Runia T F, Hop W C J, de Rijke Y B, Hintzen R Q
Department of Neurology, MS Centre ErasMS, Erasmus MC, Rotterdam, The Netherlands.
Department of Biostatistics, Erasmus MC, Rotterdam, The Netherlands.
Mult Scler Relat Disord. 2014 Jan;3(1):34-9. doi: 10.1016/j.msard.2013.06.011. Epub 2013 Jul 25.
Vitamin A is a multifunctional vitamin that can inhibit the formation of Th17 cells, which are probably involved in the development of relapses in MS. Furthermore, it promotes Treg formation. Therefore, vitamin A can be hypothesized to be lower in patients than in healthy controls, and to decrease relapse risk in relapsing-remitting MS (RRMS) patients.
To compare vitamin A levels in MS patients and controls, and to investigate whether vitamin A levels are associated with relapse risk.
In a case-control study all-trans-retinol levels were compared between 31 RRMS patients and 29 matched controls. In a prospective longitudinal study in 73 RRMS patients, serum samples for all-trans-retinol measurements were taken every eight weeks. Associations between all-trans-retinol concentrations and relapse rates were calculated using Poisson regression with the individual serum levels as time-dependent variable. Associations between vitamin A and vitamin D were calculated.
Mean vitamin A levels were lower in patients (2.16μmol/l) than in controls (2.44μmol/l) but with borderline significance (p=0.05). In the longitudinal study, during follow-up (mean 1.7 years), 58 patients experienced a total of 139 relapses.
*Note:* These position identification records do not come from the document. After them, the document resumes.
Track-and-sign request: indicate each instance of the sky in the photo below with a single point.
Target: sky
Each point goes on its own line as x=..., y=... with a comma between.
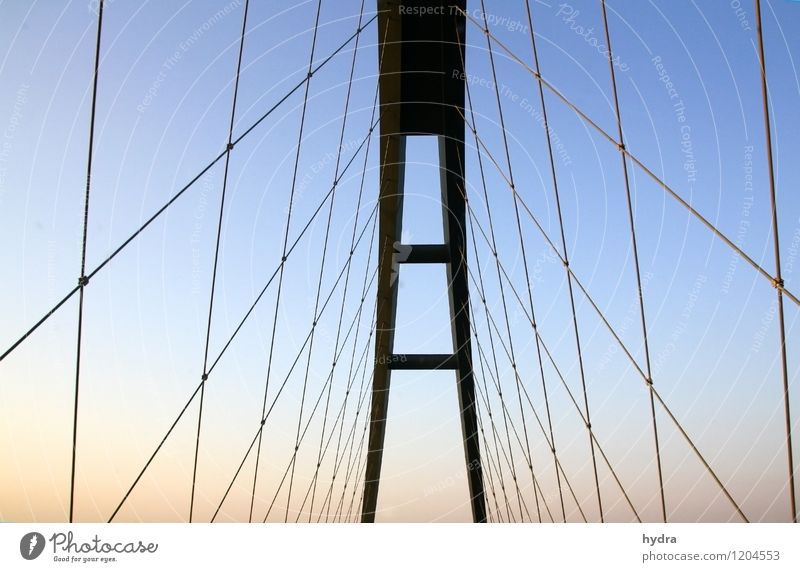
x=691, y=109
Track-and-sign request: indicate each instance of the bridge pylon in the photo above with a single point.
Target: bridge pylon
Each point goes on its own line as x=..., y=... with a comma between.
x=422, y=87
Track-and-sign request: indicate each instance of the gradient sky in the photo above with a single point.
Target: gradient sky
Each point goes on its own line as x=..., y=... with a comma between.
x=712, y=321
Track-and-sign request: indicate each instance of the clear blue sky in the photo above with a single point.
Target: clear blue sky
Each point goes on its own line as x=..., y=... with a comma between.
x=164, y=100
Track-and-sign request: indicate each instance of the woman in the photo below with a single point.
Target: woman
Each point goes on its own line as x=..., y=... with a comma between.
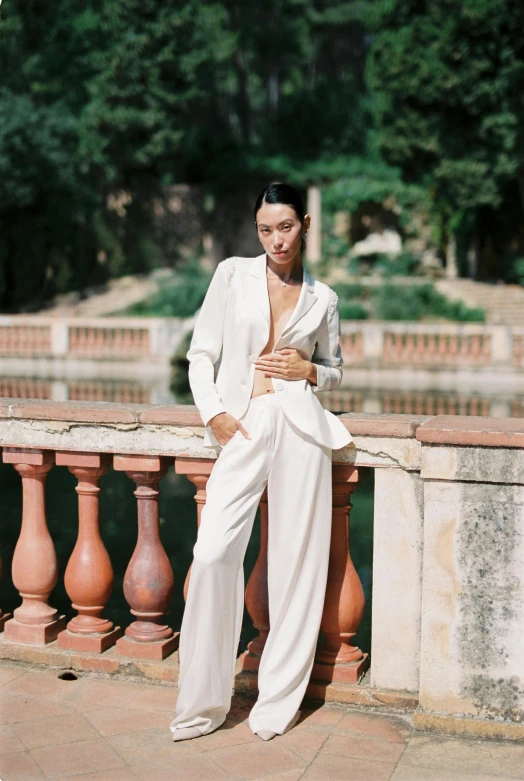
x=273, y=332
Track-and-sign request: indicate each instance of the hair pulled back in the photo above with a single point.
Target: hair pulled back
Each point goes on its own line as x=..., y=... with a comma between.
x=278, y=192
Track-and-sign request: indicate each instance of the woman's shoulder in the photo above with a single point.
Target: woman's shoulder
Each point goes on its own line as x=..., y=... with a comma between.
x=326, y=293
x=234, y=264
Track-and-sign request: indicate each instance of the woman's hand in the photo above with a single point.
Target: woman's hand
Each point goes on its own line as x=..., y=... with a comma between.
x=224, y=426
x=286, y=364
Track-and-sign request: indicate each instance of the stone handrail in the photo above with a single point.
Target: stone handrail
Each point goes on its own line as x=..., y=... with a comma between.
x=153, y=341
x=448, y=562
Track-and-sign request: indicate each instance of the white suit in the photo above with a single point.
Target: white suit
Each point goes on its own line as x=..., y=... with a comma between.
x=235, y=320
x=290, y=451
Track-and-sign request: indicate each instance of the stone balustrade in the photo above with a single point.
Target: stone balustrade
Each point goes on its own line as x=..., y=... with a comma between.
x=448, y=560
x=149, y=343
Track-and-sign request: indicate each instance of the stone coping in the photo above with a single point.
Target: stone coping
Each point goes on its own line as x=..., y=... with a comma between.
x=359, y=424
x=441, y=429
x=472, y=431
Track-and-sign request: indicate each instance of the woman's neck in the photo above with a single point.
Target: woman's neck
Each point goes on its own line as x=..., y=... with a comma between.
x=293, y=270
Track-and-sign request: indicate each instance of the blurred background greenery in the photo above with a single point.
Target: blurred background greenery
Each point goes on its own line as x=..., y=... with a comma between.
x=135, y=135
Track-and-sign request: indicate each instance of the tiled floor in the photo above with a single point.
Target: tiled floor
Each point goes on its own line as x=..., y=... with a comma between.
x=97, y=729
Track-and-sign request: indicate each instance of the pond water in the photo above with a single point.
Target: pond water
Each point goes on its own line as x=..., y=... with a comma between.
x=118, y=521
x=177, y=506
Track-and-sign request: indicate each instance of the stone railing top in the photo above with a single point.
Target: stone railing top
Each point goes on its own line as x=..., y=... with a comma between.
x=441, y=429
x=473, y=431
x=383, y=424
x=359, y=424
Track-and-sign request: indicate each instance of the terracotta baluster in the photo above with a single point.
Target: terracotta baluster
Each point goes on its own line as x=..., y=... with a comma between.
x=148, y=581
x=35, y=570
x=337, y=659
x=257, y=600
x=197, y=470
x=89, y=574
x=3, y=616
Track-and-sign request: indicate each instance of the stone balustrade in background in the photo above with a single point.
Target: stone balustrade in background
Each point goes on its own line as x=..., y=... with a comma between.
x=448, y=563
x=149, y=343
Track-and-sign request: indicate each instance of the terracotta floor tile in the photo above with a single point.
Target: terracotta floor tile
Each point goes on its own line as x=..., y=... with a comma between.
x=73, y=759
x=55, y=730
x=37, y=684
x=119, y=774
x=185, y=766
x=331, y=768
x=8, y=673
x=407, y=773
x=19, y=767
x=363, y=748
x=466, y=756
x=389, y=728
x=95, y=694
x=150, y=746
x=325, y=718
x=291, y=775
x=115, y=721
x=9, y=741
x=304, y=743
x=155, y=698
x=254, y=760
x=19, y=708
x=229, y=734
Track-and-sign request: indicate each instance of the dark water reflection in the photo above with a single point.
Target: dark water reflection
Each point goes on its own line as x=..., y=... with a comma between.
x=178, y=531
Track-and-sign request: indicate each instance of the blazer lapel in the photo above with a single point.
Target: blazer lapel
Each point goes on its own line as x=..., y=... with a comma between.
x=305, y=301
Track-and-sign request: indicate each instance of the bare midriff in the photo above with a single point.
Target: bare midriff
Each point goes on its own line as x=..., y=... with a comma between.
x=279, y=318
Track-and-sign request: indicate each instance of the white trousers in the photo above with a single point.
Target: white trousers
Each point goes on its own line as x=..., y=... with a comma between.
x=297, y=472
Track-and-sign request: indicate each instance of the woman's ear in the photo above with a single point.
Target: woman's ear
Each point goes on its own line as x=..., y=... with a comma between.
x=306, y=223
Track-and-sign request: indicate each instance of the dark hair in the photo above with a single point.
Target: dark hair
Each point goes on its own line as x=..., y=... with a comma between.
x=278, y=192
x=281, y=193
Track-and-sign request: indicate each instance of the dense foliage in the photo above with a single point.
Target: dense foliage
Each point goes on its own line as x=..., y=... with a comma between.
x=101, y=97
x=446, y=80
x=390, y=301
x=105, y=102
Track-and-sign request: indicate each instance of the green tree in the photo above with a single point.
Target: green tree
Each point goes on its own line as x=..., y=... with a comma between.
x=445, y=79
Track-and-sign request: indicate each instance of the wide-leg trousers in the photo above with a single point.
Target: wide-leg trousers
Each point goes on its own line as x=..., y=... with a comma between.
x=297, y=472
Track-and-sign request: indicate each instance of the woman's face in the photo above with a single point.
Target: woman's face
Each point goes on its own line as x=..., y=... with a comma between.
x=280, y=231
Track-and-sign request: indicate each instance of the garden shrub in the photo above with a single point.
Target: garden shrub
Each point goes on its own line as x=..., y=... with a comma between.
x=415, y=302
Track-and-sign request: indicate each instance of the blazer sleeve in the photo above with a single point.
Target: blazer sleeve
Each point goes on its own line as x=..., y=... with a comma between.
x=327, y=354
x=206, y=346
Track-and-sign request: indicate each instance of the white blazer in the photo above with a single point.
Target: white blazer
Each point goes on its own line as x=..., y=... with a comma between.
x=231, y=330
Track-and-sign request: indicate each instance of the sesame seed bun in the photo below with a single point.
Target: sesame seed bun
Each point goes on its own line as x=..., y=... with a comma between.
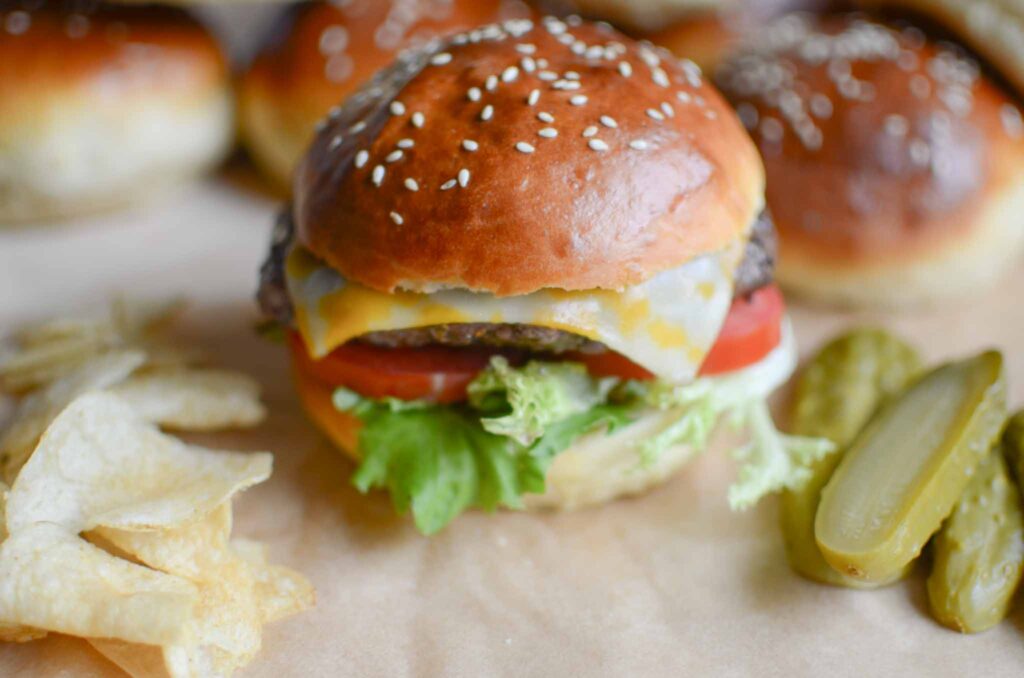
x=103, y=106
x=895, y=167
x=317, y=53
x=993, y=29
x=549, y=156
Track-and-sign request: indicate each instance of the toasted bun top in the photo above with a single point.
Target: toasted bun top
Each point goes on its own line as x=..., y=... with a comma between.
x=525, y=157
x=318, y=52
x=993, y=29
x=58, y=47
x=879, y=143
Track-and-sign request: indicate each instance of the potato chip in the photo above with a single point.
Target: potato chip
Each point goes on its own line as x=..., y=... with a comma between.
x=53, y=580
x=226, y=631
x=36, y=411
x=99, y=464
x=195, y=399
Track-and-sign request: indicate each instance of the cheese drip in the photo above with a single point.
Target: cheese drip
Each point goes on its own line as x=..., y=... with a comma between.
x=667, y=325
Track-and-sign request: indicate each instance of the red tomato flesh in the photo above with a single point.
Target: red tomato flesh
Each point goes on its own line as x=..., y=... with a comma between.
x=441, y=374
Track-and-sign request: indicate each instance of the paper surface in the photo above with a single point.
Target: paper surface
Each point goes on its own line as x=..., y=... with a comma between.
x=669, y=584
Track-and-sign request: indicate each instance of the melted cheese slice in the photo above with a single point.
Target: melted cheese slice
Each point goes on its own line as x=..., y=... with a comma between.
x=666, y=325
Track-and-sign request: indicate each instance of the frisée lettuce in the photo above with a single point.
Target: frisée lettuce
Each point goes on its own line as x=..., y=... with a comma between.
x=438, y=461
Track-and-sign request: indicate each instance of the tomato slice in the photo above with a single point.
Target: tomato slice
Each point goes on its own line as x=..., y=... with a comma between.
x=441, y=374
x=437, y=374
x=753, y=329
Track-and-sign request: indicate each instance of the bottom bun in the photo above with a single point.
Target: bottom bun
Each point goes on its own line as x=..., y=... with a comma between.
x=599, y=467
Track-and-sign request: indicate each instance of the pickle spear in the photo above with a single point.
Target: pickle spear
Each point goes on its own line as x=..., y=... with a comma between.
x=904, y=472
x=979, y=552
x=837, y=393
x=1013, y=446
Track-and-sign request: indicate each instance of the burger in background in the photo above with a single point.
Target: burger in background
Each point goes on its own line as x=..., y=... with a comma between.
x=318, y=53
x=104, y=104
x=895, y=163
x=529, y=266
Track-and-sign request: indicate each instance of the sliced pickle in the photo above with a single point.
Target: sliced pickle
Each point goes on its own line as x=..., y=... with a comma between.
x=1013, y=446
x=979, y=552
x=904, y=472
x=838, y=392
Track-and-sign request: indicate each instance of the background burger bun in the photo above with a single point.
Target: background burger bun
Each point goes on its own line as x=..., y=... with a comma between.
x=597, y=468
x=993, y=29
x=548, y=156
x=103, y=104
x=317, y=53
x=895, y=171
Monthly moving averages of all-trans retinol levels were categorized into tertiles: a low (<2.9μmol/l), medium (2.9-3.7μmol/l) and high level (>3.7μmol/l). Relapse rates were not associated with serum all-trans retinol levels (p>0.2), in univariate nor in multivariate analysis. Serum concentrations of all-trans-retinol and 25-OH-vitamin D were positively correlated, although this correlation was weak (r=0.15).
We did not find evidence for a role for vitamin A in the disease course of RRMS. We did find an association between vitamin A and D levels in the RRMS patients, possibly explained by dietary products that contain both fat-soluble vitamins.
维生素A是一种多功能维生素,可抑制Th17细胞的形成,而Th17细胞可能参与多发性硬化症(MS)复发的发生过程。此外,它还能促进调节性T细胞(Treg)的形成。因此,可以推测MS患者体内的维生素A水平低于健康对照者,且维生素A可降低复发缓解型多发性硬化症(RRMS)患者的复发风险。
比较MS患者和对照者的维生素A水平,并研究维生素A水平是否与复发风险相关。
在一项病例对照研究中,比较了31例RRMS患者和29例匹配对照者的全反式视黄醇水平。在一项对73例RRMS患者进行的前瞻性纵向研究中,每8周采集一次血清样本用于全反式视黄醇测量。使用泊松回归计算全反式视黄醇浓度与复发率之间的关联,将个体血清水平作为时间依赖性变量。计算维生素A与维生素D之间的关联。
患者的平均维生素A水平(2.16μmol/l)低于对照者(2.44μmol/l),但差异接近显著水平(p = 0.05)。在纵向研究中,随访期间(平均1.7年),58例患者共经历了139次复发。全反式视黄醇水平的每月移动平均值被分为三个三分位数:低水平(<2.9μmol/l)、中等水平(2.9 - 3.7μmol/l)和高水平(>3.7μmol/l)。在单因素和多因素分析中,复发率均与血清全反式视黄醇水平无关(p>0.2)。全反式视黄醇和25 - 羟基维生素D的血清浓度呈正相关,尽管这种相关性较弱(r = 0.15)。
我们没有发现维生素A在RRMS病程中起作用的证据。我们确实发现RRMS患者的维生素A和D水平之间存在关联,这可能是由同时含有这两种脂溶性维生素的饮食产品所解释的。